Our Research

Our research uses high-frequency item-level data to study pricing topics in Macroeconomics and International Economics. Links to some of our papers using online data:

We describe our work with online data at the Billion Prices Project at MIT and discuss key lessons for both inflation measurement and some fundamental research questions in macro and international economics. We show how online prices can be used to construct daily price indexes in multiple countries and to avoid measurement biases that distort evidence of price stickiness and international relative prices.

Online prices are increasingly being used for measurement and research applications, yet little is known about their relation to prices collected offline, where most retail transactions take place. I conduct the first large-scale comparison of prices simultaneously collected from the websites and physical stores of 56 large multi-channel retailers in 10 countries. I find that price levels are identical about 72 percent of the time. Price changes are not synchronized but have similar frequencies and average sizes. These results have implications for National Statistical Offices, researchers using online data, and anyone interested in the effect of the Internet on retail prices.

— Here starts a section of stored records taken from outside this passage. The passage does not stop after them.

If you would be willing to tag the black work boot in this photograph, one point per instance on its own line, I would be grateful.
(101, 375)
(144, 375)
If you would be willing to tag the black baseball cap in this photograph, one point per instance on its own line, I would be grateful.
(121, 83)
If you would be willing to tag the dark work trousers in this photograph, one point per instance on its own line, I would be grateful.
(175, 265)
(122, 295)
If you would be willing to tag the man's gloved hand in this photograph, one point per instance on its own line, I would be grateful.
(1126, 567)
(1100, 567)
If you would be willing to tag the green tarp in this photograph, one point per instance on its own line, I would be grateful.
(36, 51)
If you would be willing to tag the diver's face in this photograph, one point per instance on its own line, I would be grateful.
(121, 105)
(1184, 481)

Using field experiments with about 10,000 subjects across United States and Argentina, we find that both models of rational inattention and learning from personal experience are relevant in the formation of inflation expectations. Individuals learn from (readily available) inflation statistics, but also assign weight to their own memories of price changes.

Introduces scraped data as a new source of micro-price information to study sticky prices, as they have an advantage in sampling frequency, product details, and country availability. Data from 80,000 products indicate that the distribution of price changes is bimodal, and that hazard functions are hump-shaped. In addition, there exists a daily synchronization in the timing of price changes among closely competing brands.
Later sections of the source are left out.